While all of our contributors have a strong interest in the region, and several live in either the mainland or the SAR, none is of Chinese ancestry. Missing therefore is an ethnic Chinese and/or Hong Kong perspective on the issue. We could only speculate how these perspectives might be presented if such voices had contributed. Western-centric perspectives are thus over-represented in this symposium.

Having said this, several contributors have attempted to present a broader historical perspective on the conflict, most notably Niedbalski and Dolan. Both have referred to the idea of a broader Chinese ethno-nationalist identity which has emerged from several thousand of years of cultural, historical and political development, including the roles that internal disturbances and foreign interference – including colonization – have played.
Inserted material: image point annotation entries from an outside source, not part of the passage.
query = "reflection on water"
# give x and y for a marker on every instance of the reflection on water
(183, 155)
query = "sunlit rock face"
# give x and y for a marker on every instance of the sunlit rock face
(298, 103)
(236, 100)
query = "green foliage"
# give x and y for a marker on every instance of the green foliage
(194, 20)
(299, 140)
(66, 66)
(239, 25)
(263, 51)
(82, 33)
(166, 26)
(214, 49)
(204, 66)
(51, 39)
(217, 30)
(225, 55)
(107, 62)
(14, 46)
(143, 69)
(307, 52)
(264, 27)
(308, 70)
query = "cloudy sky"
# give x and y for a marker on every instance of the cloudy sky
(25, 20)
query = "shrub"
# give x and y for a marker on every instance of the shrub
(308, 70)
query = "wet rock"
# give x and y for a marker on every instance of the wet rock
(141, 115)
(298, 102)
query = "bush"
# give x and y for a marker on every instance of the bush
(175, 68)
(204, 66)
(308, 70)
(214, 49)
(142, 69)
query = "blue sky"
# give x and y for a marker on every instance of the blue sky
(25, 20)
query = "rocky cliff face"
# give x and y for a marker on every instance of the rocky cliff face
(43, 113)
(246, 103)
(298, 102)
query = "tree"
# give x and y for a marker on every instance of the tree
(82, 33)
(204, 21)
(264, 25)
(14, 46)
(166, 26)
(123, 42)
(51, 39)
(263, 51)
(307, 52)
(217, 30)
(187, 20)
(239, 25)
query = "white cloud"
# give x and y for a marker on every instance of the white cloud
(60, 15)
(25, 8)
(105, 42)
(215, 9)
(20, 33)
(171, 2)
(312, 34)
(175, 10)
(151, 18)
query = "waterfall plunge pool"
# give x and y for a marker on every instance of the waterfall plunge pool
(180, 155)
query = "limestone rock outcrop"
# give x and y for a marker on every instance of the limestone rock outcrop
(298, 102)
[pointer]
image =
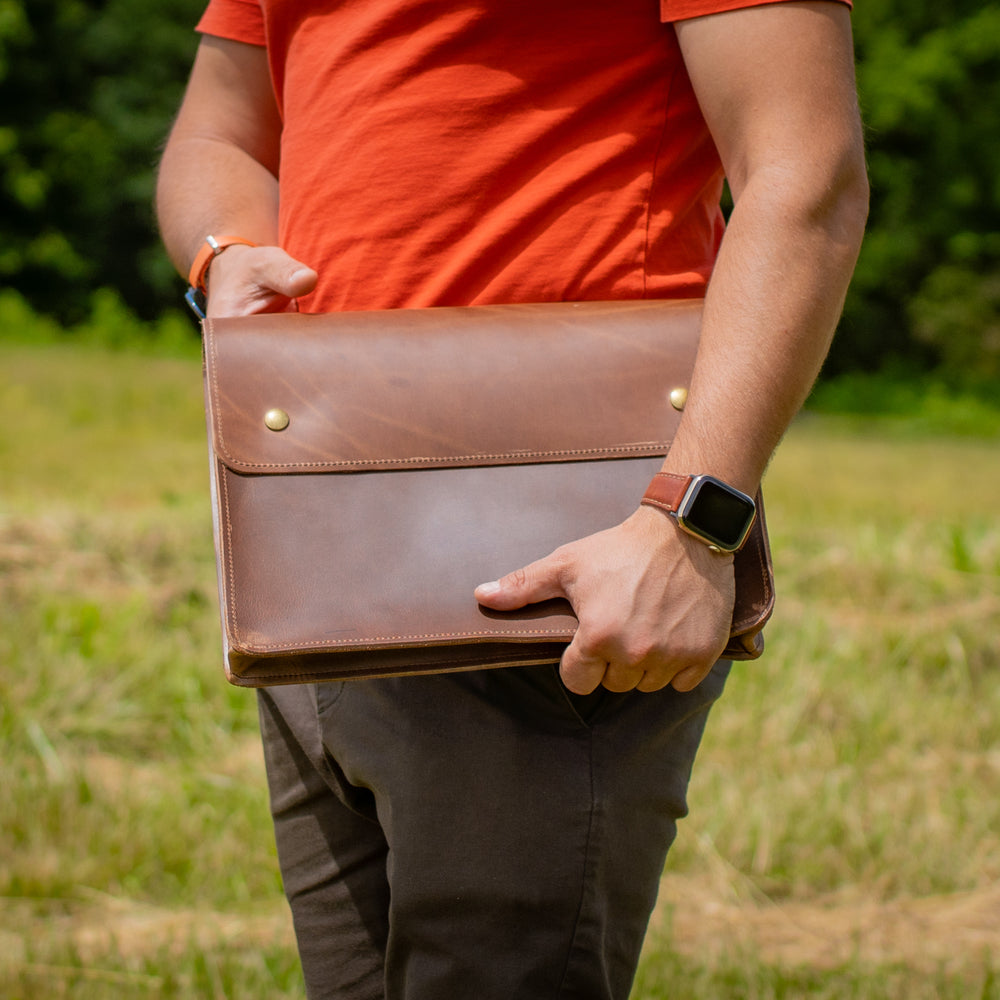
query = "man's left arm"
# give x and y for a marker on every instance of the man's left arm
(776, 87)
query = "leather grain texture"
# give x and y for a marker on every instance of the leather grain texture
(425, 452)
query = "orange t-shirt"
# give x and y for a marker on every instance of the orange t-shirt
(436, 153)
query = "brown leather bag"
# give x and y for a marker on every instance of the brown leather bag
(370, 469)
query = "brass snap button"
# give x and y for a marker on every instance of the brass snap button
(276, 420)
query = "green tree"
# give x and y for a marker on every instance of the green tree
(88, 90)
(925, 292)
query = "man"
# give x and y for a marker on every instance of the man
(501, 833)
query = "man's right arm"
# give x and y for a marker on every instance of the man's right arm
(218, 176)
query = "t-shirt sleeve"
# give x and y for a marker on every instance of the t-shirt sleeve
(680, 10)
(238, 20)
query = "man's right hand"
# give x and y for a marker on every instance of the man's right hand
(244, 280)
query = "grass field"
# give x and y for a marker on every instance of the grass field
(844, 840)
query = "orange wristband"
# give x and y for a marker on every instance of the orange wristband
(212, 248)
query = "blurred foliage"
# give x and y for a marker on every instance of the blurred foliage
(89, 87)
(927, 288)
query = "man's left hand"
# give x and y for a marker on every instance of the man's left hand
(655, 605)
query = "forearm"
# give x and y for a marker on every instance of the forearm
(208, 186)
(218, 174)
(770, 313)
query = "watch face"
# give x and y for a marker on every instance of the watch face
(717, 513)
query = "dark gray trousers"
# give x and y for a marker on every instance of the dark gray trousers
(475, 836)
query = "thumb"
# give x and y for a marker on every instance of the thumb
(538, 581)
(280, 272)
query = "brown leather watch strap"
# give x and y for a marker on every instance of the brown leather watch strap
(666, 491)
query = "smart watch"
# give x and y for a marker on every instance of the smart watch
(707, 508)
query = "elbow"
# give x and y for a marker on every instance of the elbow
(842, 209)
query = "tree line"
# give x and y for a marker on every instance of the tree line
(88, 89)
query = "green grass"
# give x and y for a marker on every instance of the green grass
(844, 839)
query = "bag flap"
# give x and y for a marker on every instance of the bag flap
(448, 386)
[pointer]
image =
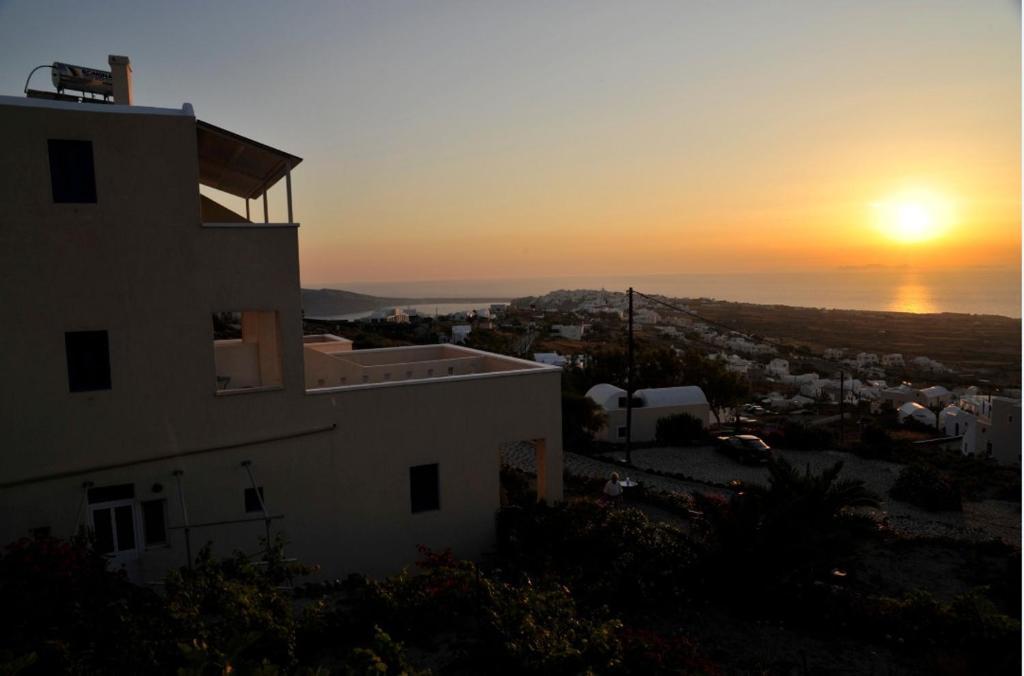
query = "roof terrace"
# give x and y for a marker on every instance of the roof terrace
(328, 370)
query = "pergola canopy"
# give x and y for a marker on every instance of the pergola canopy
(238, 165)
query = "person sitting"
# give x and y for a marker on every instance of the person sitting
(612, 491)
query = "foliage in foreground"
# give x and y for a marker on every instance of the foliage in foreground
(574, 588)
(927, 488)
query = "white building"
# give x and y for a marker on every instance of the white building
(865, 360)
(645, 315)
(916, 412)
(778, 367)
(551, 358)
(996, 430)
(933, 396)
(121, 412)
(569, 331)
(649, 406)
(460, 332)
(894, 360)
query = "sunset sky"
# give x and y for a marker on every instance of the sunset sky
(511, 139)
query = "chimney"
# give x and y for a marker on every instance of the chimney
(121, 73)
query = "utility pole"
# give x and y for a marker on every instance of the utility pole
(842, 409)
(629, 385)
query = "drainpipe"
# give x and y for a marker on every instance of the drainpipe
(121, 74)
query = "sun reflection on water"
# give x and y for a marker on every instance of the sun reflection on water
(912, 297)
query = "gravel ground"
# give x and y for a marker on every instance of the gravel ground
(979, 520)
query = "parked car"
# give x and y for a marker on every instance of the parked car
(747, 449)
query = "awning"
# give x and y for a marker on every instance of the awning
(238, 165)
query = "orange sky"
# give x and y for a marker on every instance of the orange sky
(463, 140)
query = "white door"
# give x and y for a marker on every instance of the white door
(116, 525)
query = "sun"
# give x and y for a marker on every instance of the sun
(912, 218)
(913, 222)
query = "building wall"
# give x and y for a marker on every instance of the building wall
(645, 421)
(141, 265)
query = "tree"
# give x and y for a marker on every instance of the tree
(582, 419)
(722, 387)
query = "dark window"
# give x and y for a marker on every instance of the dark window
(125, 521)
(424, 488)
(72, 174)
(103, 531)
(112, 493)
(253, 501)
(88, 361)
(154, 523)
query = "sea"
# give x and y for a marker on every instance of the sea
(971, 290)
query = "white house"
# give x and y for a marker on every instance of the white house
(569, 331)
(916, 412)
(935, 395)
(460, 332)
(865, 360)
(894, 360)
(954, 421)
(996, 432)
(778, 367)
(645, 315)
(551, 358)
(167, 395)
(898, 395)
(649, 406)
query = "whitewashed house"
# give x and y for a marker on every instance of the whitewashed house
(569, 331)
(892, 361)
(460, 332)
(934, 396)
(551, 358)
(914, 411)
(168, 397)
(649, 406)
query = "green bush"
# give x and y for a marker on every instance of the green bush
(680, 429)
(614, 557)
(927, 488)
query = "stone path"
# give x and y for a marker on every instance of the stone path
(979, 520)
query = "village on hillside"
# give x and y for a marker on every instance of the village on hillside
(940, 404)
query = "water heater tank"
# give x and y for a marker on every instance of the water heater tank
(81, 78)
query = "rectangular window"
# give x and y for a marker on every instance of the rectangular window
(112, 493)
(424, 488)
(253, 501)
(154, 522)
(73, 178)
(88, 361)
(246, 349)
(114, 527)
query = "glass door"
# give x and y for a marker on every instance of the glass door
(116, 527)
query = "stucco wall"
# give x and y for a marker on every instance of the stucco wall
(140, 265)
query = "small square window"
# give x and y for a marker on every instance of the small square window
(253, 501)
(424, 488)
(88, 361)
(73, 178)
(154, 522)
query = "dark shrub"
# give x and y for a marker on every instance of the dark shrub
(680, 429)
(926, 487)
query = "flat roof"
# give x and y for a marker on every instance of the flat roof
(238, 165)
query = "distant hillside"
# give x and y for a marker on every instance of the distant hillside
(334, 302)
(331, 302)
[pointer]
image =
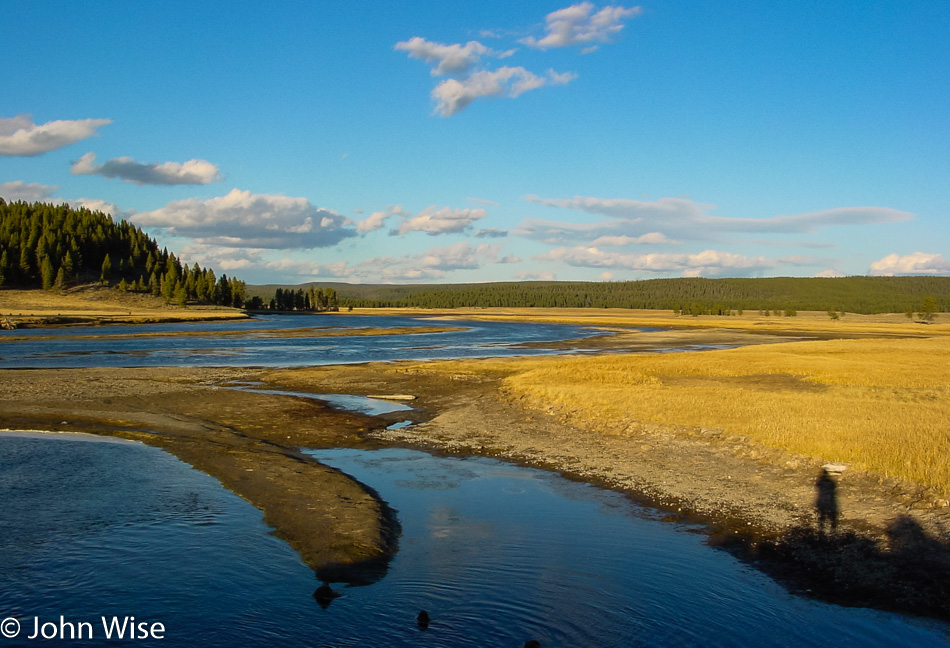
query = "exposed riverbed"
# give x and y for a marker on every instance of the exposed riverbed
(186, 411)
All contributors are in agreement that the immediate cause of the unrest is the fear of many Hong Kongers that their freedoms and rights are being rapidly eroded, as well as the sense that the One Country, Two Systems agreement is not being adequately implemented, including the promised half century of effective autonomy. Others have referred to economic and social factors, foreign influence/interference and the anti-globalization movement.

The broader evolution of human civilization towards a more integral or evolved consciousness has also been alluded to in Dolan’s article as well as mine, as being a long-term driver of change. Further, Simpson and I both acknowledge the need for introspection, with Simpson outlining a specific dialogic process which could potentially be employed by opposing parties.

All contributors refer to or imply a preferred future where Hong Kong can retain its effective high level of autonomy, and where the needs of the apparent majority to retain its unique identity can be met. Yet it must be noted that the overall tone is not an optimistic one in terms of this outcome, with the disparity in the power of the Hong Kong protesters versus the CCP leviathan seemingly the main concern, along with recent hardline policy moves by the Beijing authorities. The future development of a more open dialogue by Beijing or the SAR government with dissenters in Hong Kong might create more optimism. Perhaps protestors in Hong can bring attention to creating that outcome.

I give thanks to the authors, peer reviewers and the Journal of Futures Studies for the opportunity to present this special symposium. Though at the time of writing the COVID-19 issue has overshadowed the issue of unrest in Hong Kong, it is an issue that will likely quickly re-emerge and continue to impact the region and the globe for years to come.